Ann Glover, the chief marketing officer of ING U.S., blitzed the media this week to publicize the fact the firm is officially phasing in its new identity as Voya Financial this spring, with completion of the process set for September 2014.
The voyage to Voya was announced a year ago, but effecting the change took a while. On April 7, Glover said, the ING U.S. holding company will be officially rebranded as Voya Financial. The investment management and employee benefits business will become Voya on May 1, and the insurance and retirement businesses will rebrand in September.
Where did the name Voya come from? “We loved the idea of an abstract name,” she told RIJ during one of her half-hour telephone stops. “Voya is about the voyage to and through retirement. It’s about transitioning from detailed planning to detailed action.” About the name’s slightly Spanish flavor, Glover said: “We know that there’s a growing ethnic population, but that wasn’t a key criteria.”
For a fact sheet on ING US/Voya Financial businesses, click here.
The rebranding of ING U.S. is a ripple effect of the 2008 financial crisis. The unit’s parent, Amsterdam-based financial conglomerate ING Group NV, was forced to divest its U.S. assets to reduce risk and shore up capital after receiving a bailout from the Dutch government. ING Group’s stake in Voya has been dropping, and now stands at 43%, a Voya Financial spokesman said.
“You want to establish criteria” when you pick a name, Glover said. “We wanted a name that was easy to spell and to say.” “Voya” was an early contender. It survived a legal and aesthetic winnowing process that started with about 5,200 names, some of them computer generated, and then came down to 25 semi-finalists and a half-dozen finalists. “It just kept winning.”
A desire for continuity as well as differentiation influenced the tailoring of the new brand. Although the ING U.S. name and the orange lion rampant image (which comes from the Dutch royal House of Orange-Nassau; one of Princeton University’s school colors and the name of Nassau Hall have the same source) will vanish, the orange color will stay, although in a slightly different shade.

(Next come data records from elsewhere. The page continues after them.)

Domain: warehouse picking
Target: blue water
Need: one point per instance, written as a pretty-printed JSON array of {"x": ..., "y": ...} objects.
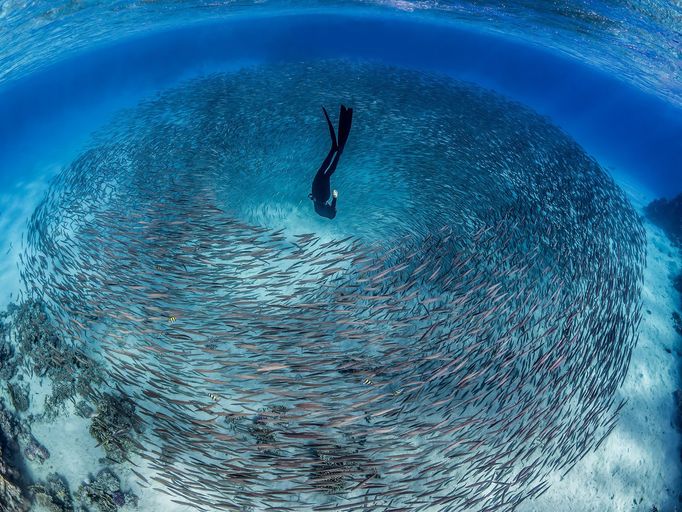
[
  {"x": 606, "y": 73},
  {"x": 626, "y": 127}
]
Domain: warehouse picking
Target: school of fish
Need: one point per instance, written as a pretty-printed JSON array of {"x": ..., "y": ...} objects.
[{"x": 452, "y": 338}]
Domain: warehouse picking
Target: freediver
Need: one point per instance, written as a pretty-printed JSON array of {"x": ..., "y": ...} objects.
[{"x": 321, "y": 189}]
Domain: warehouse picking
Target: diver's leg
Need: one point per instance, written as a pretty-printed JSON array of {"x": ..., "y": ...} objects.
[
  {"x": 345, "y": 121},
  {"x": 332, "y": 167},
  {"x": 331, "y": 129}
]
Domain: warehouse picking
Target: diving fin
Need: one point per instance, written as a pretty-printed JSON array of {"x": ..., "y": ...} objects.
[
  {"x": 345, "y": 121},
  {"x": 331, "y": 130}
]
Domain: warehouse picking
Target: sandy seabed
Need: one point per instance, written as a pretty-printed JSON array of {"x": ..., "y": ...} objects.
[{"x": 636, "y": 468}]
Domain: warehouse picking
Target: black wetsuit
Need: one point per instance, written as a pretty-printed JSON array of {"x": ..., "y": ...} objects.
[{"x": 321, "y": 189}]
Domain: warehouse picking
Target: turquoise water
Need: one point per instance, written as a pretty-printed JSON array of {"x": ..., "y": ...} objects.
[{"x": 182, "y": 331}]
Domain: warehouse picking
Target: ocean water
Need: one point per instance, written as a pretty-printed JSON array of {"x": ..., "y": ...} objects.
[{"x": 487, "y": 323}]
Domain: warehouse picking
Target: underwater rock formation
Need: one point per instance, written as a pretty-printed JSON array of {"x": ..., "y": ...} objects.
[
  {"x": 104, "y": 493},
  {"x": 18, "y": 395},
  {"x": 12, "y": 497},
  {"x": 19, "y": 432},
  {"x": 467, "y": 318},
  {"x": 115, "y": 425},
  {"x": 70, "y": 371},
  {"x": 677, "y": 322},
  {"x": 667, "y": 214},
  {"x": 53, "y": 495}
]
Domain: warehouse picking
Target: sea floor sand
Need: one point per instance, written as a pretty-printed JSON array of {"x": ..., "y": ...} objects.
[{"x": 637, "y": 467}]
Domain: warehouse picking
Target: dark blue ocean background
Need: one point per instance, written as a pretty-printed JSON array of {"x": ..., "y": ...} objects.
[
  {"x": 609, "y": 74},
  {"x": 630, "y": 126}
]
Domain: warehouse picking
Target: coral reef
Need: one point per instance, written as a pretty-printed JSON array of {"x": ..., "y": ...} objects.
[
  {"x": 18, "y": 395},
  {"x": 105, "y": 494},
  {"x": 53, "y": 495},
  {"x": 667, "y": 214},
  {"x": 20, "y": 433},
  {"x": 12, "y": 498},
  {"x": 71, "y": 372},
  {"x": 677, "y": 322},
  {"x": 114, "y": 426}
]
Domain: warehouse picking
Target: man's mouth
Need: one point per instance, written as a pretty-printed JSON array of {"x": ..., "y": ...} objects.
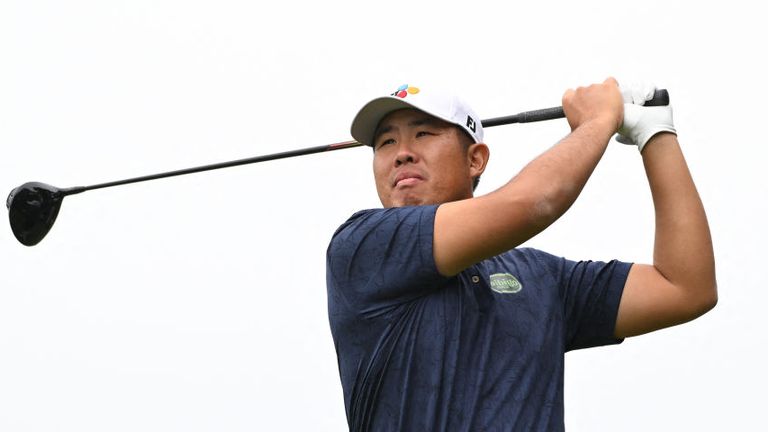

“Orange signals our optimism,” Glover told RIJ. “We asked employees, partners and consumer what they thought our brand stood for, and we found that it was important that we are seen as optimistic.”
Voya has abandoned the “What’s your number?” advertising theme, which ING U.S. made famous. That campaign encouraged Americans to focus on the dollar amount (a figure, usually over $1 million, that included the present value of their Social Security benefits).
“We have moved from the ‘Your Number’ campaign to an ‘Orange Money’ campaign,” Glover said. “We introduced orange money at the beginning of 2013. Orange money is the money you save; green money is the money you spend.”
To maintain consumer awareness of the company during the transition, Voya is partnering with NBC, Glover said. “We’re sponsoring segments of the Today Show called ‘Today’s Money.’ Consumer tweet their questions about finance to Matt Lauer, and he and one of the show’s financial consultants work to answer them.
“We help out by promoting the answers via social media. We also have branding on the Today Show set. There’s a piggybank image with the words Today’s Money, and the ING US logo is part of that,” she said. That ad, and a half-dozen ING US ads on the Today Show website, push two concepts: “Orange Money” and the fact that ING US is becoming Voya Financial.
It’s not as if ING US hasn’t been through rebrandings before, Glover said. In 2000, ING Group acquired ReliaStar and Aetna Financial Services, and changed their names to ING US. In 2008, the company bought CitiStreet, and overnight became one of the largest retirement plan providers in the U.S.
“We’ve been operating as ING for over ten years,” she added. “Think about the number of companies we assimilated during that time. We had to rebrand each of those companies. So we have often reminded ourselves that we know how to do this.”